China International Capital Corp (CICC) plans to absorb two smaller brokerages to create a new entity worth 1 trillion yuan (US$140 billion) in assets, as a state-led consolidation gathers pace to meet Beijing’s goal of creating investment banks that can compete with the likes of Goldman Sachs.
CICC would take over Dongxing Securities and Cinda Securities through stock swaps with the shareholders of the two peers, it said in an exchange statement on Wednesday night, without giving details. Shares of the three companies will be suspended from trading on the Shanghai exchange for up to 25 days. The deal was pending approval from the companies’ boards, shareholders and the regulators, it said.
The consolidation marks the latest move by China’s securities industry to fulfil President Xi Jinping’s ambition of building financial giants amid an all-out confrontation with the US that threatens financial decoupling.

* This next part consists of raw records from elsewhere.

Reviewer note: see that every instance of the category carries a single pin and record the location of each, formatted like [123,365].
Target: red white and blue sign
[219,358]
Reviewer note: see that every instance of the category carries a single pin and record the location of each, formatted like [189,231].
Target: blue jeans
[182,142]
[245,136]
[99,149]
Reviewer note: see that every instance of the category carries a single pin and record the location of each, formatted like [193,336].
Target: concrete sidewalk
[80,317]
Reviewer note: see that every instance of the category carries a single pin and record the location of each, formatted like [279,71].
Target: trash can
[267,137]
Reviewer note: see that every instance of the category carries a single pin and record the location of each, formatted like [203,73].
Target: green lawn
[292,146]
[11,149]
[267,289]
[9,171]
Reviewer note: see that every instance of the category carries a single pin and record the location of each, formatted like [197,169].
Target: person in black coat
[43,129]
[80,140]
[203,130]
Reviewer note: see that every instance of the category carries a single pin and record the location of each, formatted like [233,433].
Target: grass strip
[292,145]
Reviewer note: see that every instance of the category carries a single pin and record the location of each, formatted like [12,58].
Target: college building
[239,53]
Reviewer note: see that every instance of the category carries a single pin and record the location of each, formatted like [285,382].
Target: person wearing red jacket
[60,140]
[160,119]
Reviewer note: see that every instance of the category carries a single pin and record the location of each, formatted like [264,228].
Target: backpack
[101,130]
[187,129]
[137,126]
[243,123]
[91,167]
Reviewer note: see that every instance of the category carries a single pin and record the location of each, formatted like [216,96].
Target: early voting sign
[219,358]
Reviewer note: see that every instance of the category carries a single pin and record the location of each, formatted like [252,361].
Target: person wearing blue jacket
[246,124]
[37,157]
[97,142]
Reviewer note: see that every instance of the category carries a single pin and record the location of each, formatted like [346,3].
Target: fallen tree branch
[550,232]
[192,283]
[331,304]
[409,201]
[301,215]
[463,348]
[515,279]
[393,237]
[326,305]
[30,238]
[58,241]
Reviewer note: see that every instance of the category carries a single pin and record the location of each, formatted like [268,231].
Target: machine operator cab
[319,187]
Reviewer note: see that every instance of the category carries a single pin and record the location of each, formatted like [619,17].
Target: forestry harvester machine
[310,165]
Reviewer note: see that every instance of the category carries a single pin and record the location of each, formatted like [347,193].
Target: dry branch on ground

CICC, Dongxing and Cinda are controlled by Central Huijin Investment, a unit of China’s sovereign wealth fund, making it likely the merger will proceed smoothly.
“The restructuring is conducive to building a first-class investment bank and supporting the reform of the financial market and the high-quality development of the securities industry,” CICC said in the statement.

The revamp would consolidate and complement the companies’ resources and strengths, which in turn would bring economies of scale, better serve the state’s strategy and the economy and boost shareholder returns, according to the statement.
The merged brokerage’s total assets of 1 trillion yuan would rank it fourth after Citic Securities, Guotai Haitong Securities and Huatai Securities, according to data provider Wind Information.